You also doubled up the fire control radar for some reason?

[The Technocratic Syndicalists]

What about a missile like the p-900 alfa (SS-N-27) that cruises at subsonic speed but has a supersonic terminal stage? Doesn't it have the advantage of both systems?

The p-900 has a launch weight of 2,600 kg, range of 270 km, and has a 300 kg warhead. It cruises at mach 0.8 for the first 200 km with a sea-skimming trajectory and then 70 km away from the target activates its rocket booster and sprints at mach 2.9 toward its target.

[The Akasha Colony]

What about a missile like the p-900 alfa (SS-N-27) that cruises at subsonic speed but has a supersonic terminal stage? Doesn't it have the advantage of both systems?

The p-900 has a launch weight of 2,600 kg, range of 270 km, and has a 300 kg warhead. It cruises at mach 0.8 for the first 200 km with a sea-skimming trajectory and then 70 km away from the target activates its rocket booster and sprints at mach 2.9 toward its target.

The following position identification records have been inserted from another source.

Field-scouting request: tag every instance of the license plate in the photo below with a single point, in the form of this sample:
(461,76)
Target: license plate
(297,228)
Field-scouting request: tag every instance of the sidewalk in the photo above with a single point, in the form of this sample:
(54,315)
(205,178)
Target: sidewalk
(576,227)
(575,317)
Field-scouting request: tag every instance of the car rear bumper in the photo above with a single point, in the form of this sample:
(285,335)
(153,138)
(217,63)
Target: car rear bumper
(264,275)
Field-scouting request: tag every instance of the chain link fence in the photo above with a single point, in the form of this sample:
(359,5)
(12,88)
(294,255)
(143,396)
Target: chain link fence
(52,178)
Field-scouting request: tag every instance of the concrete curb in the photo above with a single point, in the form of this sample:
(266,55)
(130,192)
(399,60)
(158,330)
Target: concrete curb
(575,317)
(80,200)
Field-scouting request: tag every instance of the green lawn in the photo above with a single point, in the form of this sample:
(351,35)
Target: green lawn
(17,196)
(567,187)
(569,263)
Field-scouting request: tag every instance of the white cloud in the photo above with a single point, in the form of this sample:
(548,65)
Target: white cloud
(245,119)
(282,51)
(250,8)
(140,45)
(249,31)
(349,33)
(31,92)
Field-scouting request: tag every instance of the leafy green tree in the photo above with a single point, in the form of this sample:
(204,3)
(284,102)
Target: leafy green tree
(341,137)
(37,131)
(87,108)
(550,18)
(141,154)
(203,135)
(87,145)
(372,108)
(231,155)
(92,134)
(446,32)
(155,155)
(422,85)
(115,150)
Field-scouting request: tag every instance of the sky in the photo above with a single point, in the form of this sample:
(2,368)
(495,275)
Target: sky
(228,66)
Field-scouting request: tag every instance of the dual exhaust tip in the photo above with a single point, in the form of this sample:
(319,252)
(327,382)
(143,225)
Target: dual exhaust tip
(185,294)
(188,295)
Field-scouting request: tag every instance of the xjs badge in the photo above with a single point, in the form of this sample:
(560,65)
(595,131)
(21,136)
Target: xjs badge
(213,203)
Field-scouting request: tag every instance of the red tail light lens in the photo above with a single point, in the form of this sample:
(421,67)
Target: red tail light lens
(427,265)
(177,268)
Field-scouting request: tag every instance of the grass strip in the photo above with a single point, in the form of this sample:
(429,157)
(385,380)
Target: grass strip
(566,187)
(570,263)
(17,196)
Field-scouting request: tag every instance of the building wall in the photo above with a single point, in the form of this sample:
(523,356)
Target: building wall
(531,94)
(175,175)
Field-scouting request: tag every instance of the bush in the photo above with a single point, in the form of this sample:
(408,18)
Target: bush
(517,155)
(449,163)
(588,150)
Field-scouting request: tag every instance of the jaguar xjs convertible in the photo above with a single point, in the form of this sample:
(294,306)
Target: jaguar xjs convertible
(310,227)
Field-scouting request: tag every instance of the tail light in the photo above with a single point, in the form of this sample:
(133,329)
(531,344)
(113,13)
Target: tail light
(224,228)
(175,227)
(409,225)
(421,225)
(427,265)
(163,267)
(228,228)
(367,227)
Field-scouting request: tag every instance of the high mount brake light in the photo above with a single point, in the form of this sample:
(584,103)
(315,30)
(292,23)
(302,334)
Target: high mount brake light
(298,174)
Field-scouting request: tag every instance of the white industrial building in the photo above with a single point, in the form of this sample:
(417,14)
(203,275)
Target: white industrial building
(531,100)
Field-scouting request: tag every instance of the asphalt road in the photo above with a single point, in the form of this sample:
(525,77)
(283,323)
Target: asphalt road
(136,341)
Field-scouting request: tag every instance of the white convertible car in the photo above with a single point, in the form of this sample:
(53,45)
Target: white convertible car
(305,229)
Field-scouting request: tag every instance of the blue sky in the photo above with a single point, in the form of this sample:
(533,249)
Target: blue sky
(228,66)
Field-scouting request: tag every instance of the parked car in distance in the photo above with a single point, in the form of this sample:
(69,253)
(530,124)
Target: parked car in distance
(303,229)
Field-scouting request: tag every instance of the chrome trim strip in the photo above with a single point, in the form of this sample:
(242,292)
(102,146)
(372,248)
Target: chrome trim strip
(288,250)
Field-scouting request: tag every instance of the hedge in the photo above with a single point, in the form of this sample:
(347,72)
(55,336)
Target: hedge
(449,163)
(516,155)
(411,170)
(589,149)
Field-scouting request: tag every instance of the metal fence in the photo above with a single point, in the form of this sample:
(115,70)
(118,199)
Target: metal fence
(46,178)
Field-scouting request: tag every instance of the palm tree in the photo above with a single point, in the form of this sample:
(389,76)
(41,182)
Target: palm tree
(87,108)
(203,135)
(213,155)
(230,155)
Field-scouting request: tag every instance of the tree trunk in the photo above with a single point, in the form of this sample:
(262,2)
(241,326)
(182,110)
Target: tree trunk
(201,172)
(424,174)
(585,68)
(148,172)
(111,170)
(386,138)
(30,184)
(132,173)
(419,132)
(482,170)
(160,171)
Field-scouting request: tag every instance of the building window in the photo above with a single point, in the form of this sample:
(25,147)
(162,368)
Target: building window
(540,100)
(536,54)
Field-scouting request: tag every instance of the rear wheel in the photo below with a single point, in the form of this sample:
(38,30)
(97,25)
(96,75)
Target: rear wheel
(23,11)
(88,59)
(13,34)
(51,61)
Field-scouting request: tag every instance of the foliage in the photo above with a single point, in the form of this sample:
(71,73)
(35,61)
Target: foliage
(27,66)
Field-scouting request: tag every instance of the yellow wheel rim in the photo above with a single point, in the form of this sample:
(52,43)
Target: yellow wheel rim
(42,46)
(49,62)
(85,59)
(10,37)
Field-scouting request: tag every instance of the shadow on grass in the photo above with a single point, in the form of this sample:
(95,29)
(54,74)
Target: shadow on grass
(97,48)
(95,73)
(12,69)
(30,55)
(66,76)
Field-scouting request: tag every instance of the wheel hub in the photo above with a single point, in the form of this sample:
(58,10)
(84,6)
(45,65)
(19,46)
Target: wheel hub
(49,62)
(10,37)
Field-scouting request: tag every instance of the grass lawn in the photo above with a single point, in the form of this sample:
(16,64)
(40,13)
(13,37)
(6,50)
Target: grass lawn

No. Not really. Let's run through the components individually:

-Consider that it is still twice as heavy as LRASM, but has a smaller warhead and shorter range. So it is still size-inefficient compared to a purely subsonic missile.

-From a cost perspective, you still need to develop a missile capable of Mach 2.9 and include a separate rocket booster for that stage. This reduces the payload fraction further and adds weight and complexity. So it will cost far more than a subsonic missile with a simple turbojet. It will likely cost at least as much as a regular supersonic missile, if not more because it now needs two motors and will be operating at two different speeds (which needs to be taken into consideration when developing the aerodynamics of the missile itself).

-Spending most of its time at subsonic speeds, it does not accrue the reduced flight time benefit of an entirely supersonic missile.

-It is still just as vulnerable to interception as a regular supersonic missile, thus missile CIWS will have a field day.

So in the end, rather than having the "benefits" of both, you get the drawbacks of both: a missile that is as big and expensive as a fully supersonic one with the short range and light warhead weight of a subsonic missile, and without the flight time advantages of a supersonic AShM. You get the improved protection against gun CIWS but this isn't even a particularly large threat. ECM is the biggest threat, against which this missile has no advantage, followed by missile-based CIWS.

[The Technocratic Syndicalists]

Isn't a subsonic missile still vulnerable to being shot down by gun based CIWS and by any SAM or missile CIWS with active homing?

[Gallia-]

What about a missile like the p-900 alfa (SS-N-27) that cruises at subsonic speed but has a supersonic terminal stage? Doesn't it have the advantage of both systems?

The p-900 has a launch weight of 2,600 kg, range of 270 km, and has a 300 kg warhead. It cruises at mach 0.8 for the first 200 km with a sea-skimming trajectory and then 70 km away from the target activates its rocket booster and sprints at mach 2.9 toward its target.

That's twice the weight of LRASM, which has both a warhead weight and range three times greater.

[Gallia-]

Isn't a subsonic missile still vulnerable to being shot down by gun based CIWS and by any SAM or missile CIWS with active homing?

Anti-shipping missiles jink erratically when engaging targets to avoid CIWS fire.

This is what confounds gun CIWS.

Missiles, being capable of maneuver, are less likely to be thrown off by missile jinking since they can just change direction.